Uri Bülbül | Das Ästhetikum

 
 
 
 


Es kommt nicht darauf an, die Welt zu verändern,
sondern des Menschen Verhältnis zur Welt.



Zeit für Märchen
Das alte Weib und der zweibackige Apfel


Angeregt von Otto, der zackigen Ziege
Märschenstunde: Angenommen es klopft eines Tages an Ihre Tür und ein altes zerlumptes Weib steht davor und hält Ihnen einen Apfel unter die Nase. Ne rote und ne grüne Backe ( der Apfel ) Wo ? beißen Sie zuerst hinein. In lauernder Spannung; Otto der zickige Märschenerzähler.

Es war einmal ein Uri, genannt die "orientalische Nachtigall", weil er die Fabel von der Rose und der Nachtigall für sich umgedichtet hatte. Die Fabel ging so: einst waren alle Rosen weiß, da verliebte sich eine Nachtigall in eine Rose und besang sie, indem sie ihren Hals in ihre Dornen drückte, um seine unsterbliche Liebe auszudrücken, die ganze Nacht. Die Rose färbte sich vom Blut der Nachtigall rot, die Nachtigall hatte ihr ganzes Herzblut vergossen und starb im Morgengrauen.

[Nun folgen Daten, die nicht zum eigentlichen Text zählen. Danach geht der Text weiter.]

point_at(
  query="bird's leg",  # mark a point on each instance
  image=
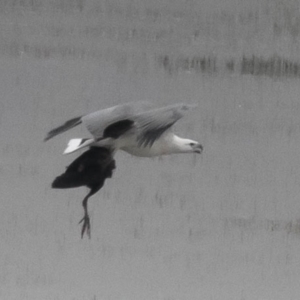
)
(86, 226)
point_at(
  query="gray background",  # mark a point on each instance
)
(224, 225)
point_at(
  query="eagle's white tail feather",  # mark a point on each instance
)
(76, 144)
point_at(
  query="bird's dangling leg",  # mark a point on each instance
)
(86, 226)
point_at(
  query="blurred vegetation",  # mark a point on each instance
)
(244, 37)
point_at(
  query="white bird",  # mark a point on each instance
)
(134, 127)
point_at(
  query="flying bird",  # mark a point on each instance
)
(90, 169)
(134, 127)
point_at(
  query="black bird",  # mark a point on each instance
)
(90, 169)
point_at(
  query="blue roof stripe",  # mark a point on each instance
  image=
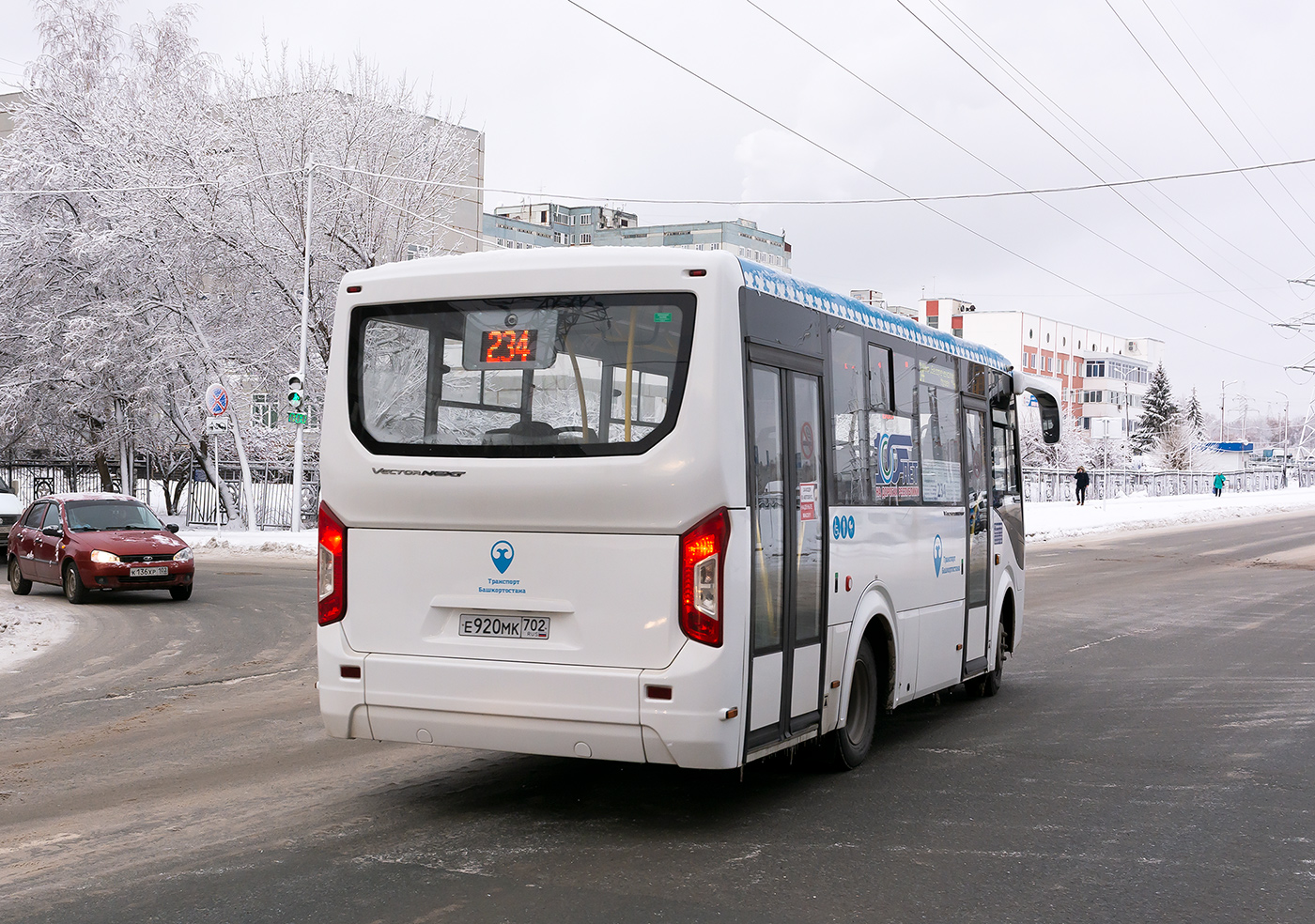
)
(769, 282)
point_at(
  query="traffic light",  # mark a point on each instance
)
(295, 392)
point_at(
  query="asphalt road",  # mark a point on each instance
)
(1148, 759)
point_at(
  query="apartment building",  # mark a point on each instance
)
(1102, 377)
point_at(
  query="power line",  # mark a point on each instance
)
(1094, 145)
(1085, 166)
(1200, 121)
(1222, 108)
(942, 214)
(1049, 206)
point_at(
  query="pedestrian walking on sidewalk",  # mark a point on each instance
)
(1082, 480)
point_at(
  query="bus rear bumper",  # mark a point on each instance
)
(530, 709)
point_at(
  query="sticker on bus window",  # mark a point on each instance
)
(808, 500)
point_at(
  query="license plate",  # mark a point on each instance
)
(506, 627)
(147, 572)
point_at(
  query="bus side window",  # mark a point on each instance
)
(891, 436)
(942, 459)
(850, 424)
(878, 380)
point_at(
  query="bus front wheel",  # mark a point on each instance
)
(989, 685)
(850, 746)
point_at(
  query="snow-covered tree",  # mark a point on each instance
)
(1193, 414)
(1157, 411)
(122, 306)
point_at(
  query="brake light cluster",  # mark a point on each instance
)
(703, 558)
(333, 566)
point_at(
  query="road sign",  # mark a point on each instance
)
(216, 401)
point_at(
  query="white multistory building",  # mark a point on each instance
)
(1102, 377)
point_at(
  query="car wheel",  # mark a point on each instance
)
(848, 747)
(74, 589)
(17, 582)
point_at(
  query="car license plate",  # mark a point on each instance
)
(506, 627)
(147, 572)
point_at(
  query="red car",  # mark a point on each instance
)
(98, 542)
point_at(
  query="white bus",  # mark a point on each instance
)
(655, 505)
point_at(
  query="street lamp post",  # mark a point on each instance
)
(1223, 390)
(298, 450)
(1285, 437)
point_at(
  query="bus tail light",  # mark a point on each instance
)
(703, 559)
(333, 566)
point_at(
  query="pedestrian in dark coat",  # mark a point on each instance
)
(1082, 480)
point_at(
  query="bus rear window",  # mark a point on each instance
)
(545, 377)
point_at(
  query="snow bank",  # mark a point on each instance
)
(29, 625)
(276, 545)
(1062, 519)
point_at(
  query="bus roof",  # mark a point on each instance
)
(772, 283)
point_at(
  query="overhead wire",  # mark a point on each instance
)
(998, 173)
(1222, 107)
(1081, 133)
(1202, 122)
(1089, 168)
(1080, 161)
(930, 208)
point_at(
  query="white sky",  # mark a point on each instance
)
(571, 107)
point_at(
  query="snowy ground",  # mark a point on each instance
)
(32, 624)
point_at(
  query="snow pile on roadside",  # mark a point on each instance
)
(279, 545)
(1062, 519)
(29, 625)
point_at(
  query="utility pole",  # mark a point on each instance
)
(302, 363)
(1223, 388)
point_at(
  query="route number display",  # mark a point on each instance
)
(510, 339)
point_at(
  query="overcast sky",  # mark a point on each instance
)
(574, 108)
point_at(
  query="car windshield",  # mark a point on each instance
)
(94, 516)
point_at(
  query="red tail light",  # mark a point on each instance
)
(333, 566)
(703, 559)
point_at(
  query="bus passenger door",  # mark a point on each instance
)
(788, 568)
(977, 564)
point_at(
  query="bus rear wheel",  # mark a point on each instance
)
(848, 747)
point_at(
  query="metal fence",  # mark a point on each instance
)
(271, 497)
(271, 489)
(1052, 484)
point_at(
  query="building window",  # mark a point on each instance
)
(265, 413)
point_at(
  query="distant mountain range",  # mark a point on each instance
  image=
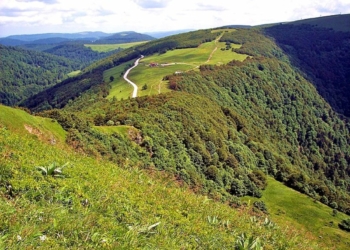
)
(84, 37)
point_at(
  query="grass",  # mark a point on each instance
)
(110, 47)
(98, 205)
(289, 206)
(120, 88)
(178, 60)
(336, 22)
(22, 123)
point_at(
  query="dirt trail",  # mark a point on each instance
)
(216, 47)
(134, 93)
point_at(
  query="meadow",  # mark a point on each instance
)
(150, 79)
(94, 204)
(110, 47)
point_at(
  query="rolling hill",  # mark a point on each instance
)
(24, 73)
(229, 114)
(320, 49)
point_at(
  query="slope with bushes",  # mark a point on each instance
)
(112, 207)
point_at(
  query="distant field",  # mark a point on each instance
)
(110, 47)
(175, 60)
(286, 205)
(74, 73)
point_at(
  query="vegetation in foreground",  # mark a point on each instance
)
(113, 207)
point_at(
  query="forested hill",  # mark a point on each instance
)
(59, 95)
(320, 48)
(124, 37)
(24, 73)
(225, 128)
(77, 52)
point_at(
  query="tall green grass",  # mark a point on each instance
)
(287, 206)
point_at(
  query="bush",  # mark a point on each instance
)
(345, 225)
(261, 206)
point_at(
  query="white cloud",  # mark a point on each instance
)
(27, 16)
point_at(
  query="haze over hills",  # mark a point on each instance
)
(83, 37)
(254, 119)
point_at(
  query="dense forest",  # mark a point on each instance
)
(224, 131)
(24, 73)
(59, 95)
(77, 52)
(124, 37)
(323, 55)
(228, 127)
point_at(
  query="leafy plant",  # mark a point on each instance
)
(345, 225)
(53, 169)
(247, 243)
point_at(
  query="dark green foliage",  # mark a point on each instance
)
(124, 37)
(260, 205)
(226, 127)
(24, 73)
(77, 52)
(58, 96)
(323, 55)
(345, 225)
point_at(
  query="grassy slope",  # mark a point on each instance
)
(288, 205)
(179, 60)
(111, 207)
(21, 122)
(110, 47)
(335, 22)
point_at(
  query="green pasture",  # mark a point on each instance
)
(20, 121)
(287, 206)
(110, 47)
(74, 73)
(120, 88)
(179, 60)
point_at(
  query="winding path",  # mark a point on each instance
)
(134, 93)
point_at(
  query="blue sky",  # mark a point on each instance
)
(69, 16)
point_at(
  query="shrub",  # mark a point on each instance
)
(345, 225)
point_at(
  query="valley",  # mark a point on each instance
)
(225, 142)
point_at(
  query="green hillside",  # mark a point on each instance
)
(112, 207)
(336, 22)
(124, 37)
(24, 73)
(319, 48)
(224, 113)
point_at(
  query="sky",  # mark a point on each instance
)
(112, 16)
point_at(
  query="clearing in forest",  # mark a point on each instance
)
(149, 74)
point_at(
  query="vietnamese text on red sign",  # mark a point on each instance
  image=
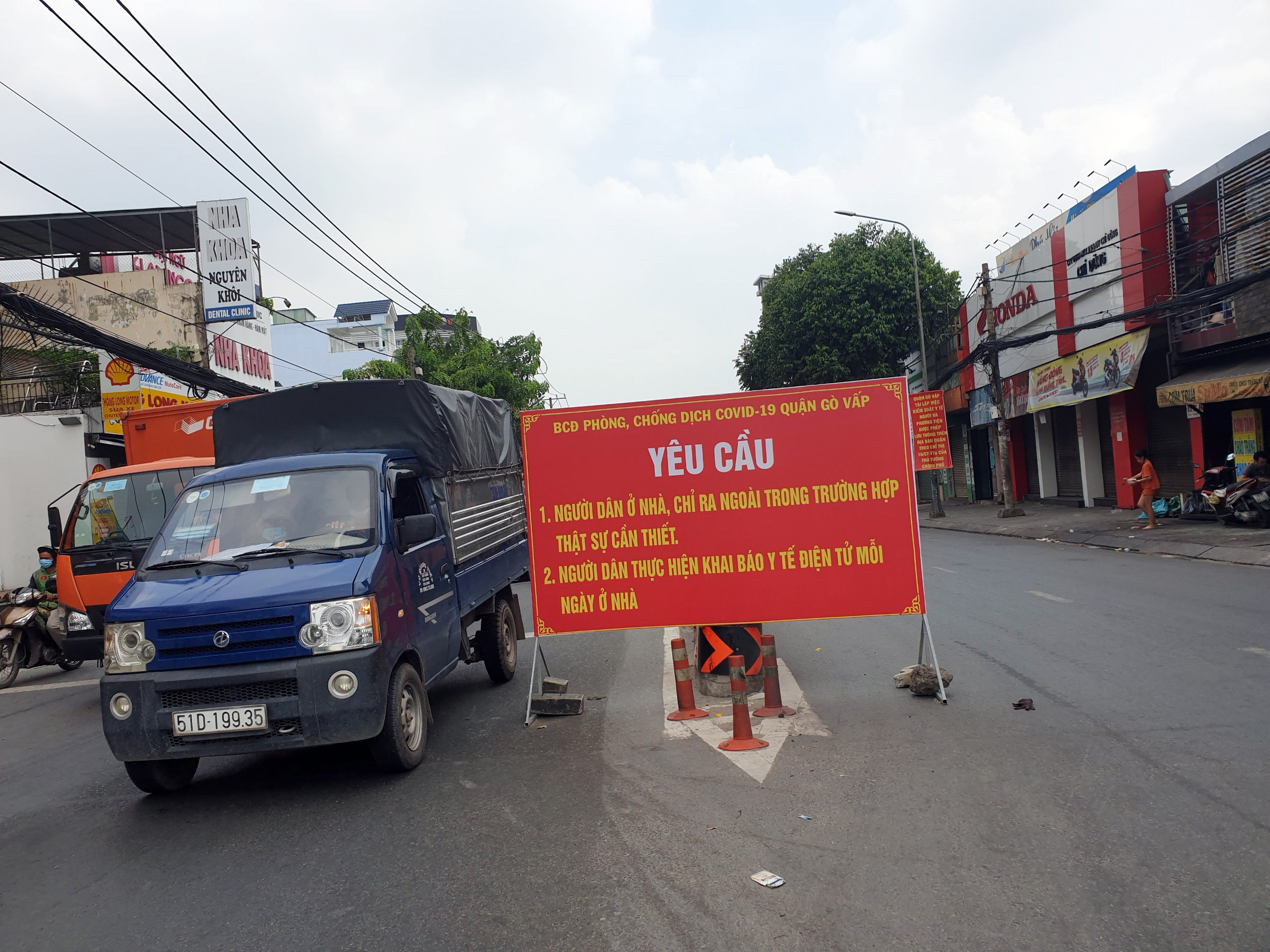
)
(728, 509)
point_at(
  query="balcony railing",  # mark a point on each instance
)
(1203, 327)
(64, 389)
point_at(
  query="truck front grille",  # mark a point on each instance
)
(211, 649)
(230, 694)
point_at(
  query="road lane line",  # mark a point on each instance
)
(1047, 595)
(48, 687)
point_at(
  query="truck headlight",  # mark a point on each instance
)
(127, 649)
(64, 620)
(341, 625)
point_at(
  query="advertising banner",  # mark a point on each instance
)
(226, 261)
(930, 431)
(1246, 429)
(732, 509)
(1092, 372)
(125, 388)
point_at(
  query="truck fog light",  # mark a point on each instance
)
(312, 635)
(342, 685)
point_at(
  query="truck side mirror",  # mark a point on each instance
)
(55, 527)
(413, 530)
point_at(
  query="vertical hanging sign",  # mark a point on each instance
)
(226, 261)
(930, 432)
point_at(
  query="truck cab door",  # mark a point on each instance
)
(430, 581)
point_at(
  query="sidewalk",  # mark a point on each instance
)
(1110, 529)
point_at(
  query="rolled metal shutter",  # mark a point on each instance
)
(1067, 451)
(956, 445)
(1030, 455)
(1107, 448)
(1169, 442)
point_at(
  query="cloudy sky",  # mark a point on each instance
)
(614, 176)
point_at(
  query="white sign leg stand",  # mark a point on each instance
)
(921, 658)
(538, 669)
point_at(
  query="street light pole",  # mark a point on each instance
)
(937, 492)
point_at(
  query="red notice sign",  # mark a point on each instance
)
(761, 507)
(930, 431)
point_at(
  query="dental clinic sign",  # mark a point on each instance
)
(230, 280)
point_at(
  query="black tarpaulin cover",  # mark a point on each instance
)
(451, 431)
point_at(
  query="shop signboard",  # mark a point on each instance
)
(125, 388)
(1246, 429)
(1236, 386)
(732, 509)
(230, 281)
(1096, 371)
(930, 431)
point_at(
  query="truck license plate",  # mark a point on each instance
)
(220, 720)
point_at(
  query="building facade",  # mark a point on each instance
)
(1079, 404)
(1219, 348)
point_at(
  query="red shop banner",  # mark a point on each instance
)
(760, 507)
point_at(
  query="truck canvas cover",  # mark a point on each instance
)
(450, 431)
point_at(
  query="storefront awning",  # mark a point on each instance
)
(1230, 380)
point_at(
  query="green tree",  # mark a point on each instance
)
(846, 313)
(464, 359)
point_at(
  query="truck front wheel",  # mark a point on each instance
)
(162, 776)
(498, 643)
(400, 744)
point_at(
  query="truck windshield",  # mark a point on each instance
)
(126, 508)
(282, 512)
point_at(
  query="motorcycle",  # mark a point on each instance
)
(1248, 503)
(1208, 499)
(24, 643)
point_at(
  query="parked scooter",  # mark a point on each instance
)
(1248, 503)
(1208, 499)
(24, 643)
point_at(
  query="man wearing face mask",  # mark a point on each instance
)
(45, 582)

Uri, die Nachtigall deutete dies so: die Rose hatte gar keine Chance, die Liebe der Nachtigall zu erwidern, weil sie keine Ohren hat und nicht hören, also auch den Liebesgesang nicht erhören kann. Sie wurde rot gefärbt und wusste nicht einmal warum :'( Alles nur ein Mißverständnis und ein absurdes Spiel.

Da klopfte eines Tages an Uri Nachtigalls Tür ein altes zerlumptes Weib und hielt ihm einen Apfel unter die Nase mit einer grünen und einer roten Apfelbacke. Uri, der alte Orientale freute sich sehr über diesen Besuch und lud die Dame (in seinen Augen kein "zerlumptes altes Weib"!) in sein Wohnzimmer ein, stellte sie seinem besten und vertrauenswürdigsten Freund, einem großen furchteinflößenden Hund mit blauen Augen vor und beobachtete seine Reaktion, während er ihr etwas zu trinken anbot: einen grünen Apfeltee und einen roten Hagebuttentee. Welchen würde sie zuerst trinken? In Tat und Wahrheit aber interessierte ihn etwas ganz anderes: nämlich das Verhältnis zwischen seinem besten Freund und der Besucherin; der weiße Hund aber ließ sich von ihr streicheln und alle Freundlichkeiten gefallen; also nahm der Dichter von der alten Dame den Apfel und biss in die grüne Apfelbacke, da Grün ja herkömmlich die Farbe des Giftes ist. Das zerlumpte alte Weib aber war eine böse Hexe und hatte den ganzen Apfel vergiftet und den guten Hund getäuscht. Ehe jedoch das Gift wirken konnte öffnete sich die Decke des Hauses, ein sprechender Lichtstrahl erschien und verwandelte Deus ex Machina die alte Frau in einen Rosenstrauch mit grünen Rosen! «Auf ewig sollst du im Garten dieses phantastischen Dichters ein Denkmal sein!», sprach die Stimme zum Rosenstrauch. Und zum Dichter: «Bilde dir bloß nichts darauf ein, dass ich "phantastischer Dichter" gesagt habe, denn "phantastisch" steht hier für einen Dichter mit blühender Phantasie und ist kein Qualitätsurteil!» «Das weiß ich doch», erwiderte der Dichter, «was ist aber mit dem Gift? Ich muss nun gleich sterben», jammerte Uri, die Nachtigall. «Papperlapapp!», schimpfte das sprechende Licht: «Du musst nun nicht alles gleich so dramatisieren! Ich gebe dir noch eine zweite Chance! Schreib ein besseres Märchen!» Der beste Freund des Dichters bellte, der Dichter aber fragte: «Kann dann bitte eine schöne Fee an meine Tür klopfen?»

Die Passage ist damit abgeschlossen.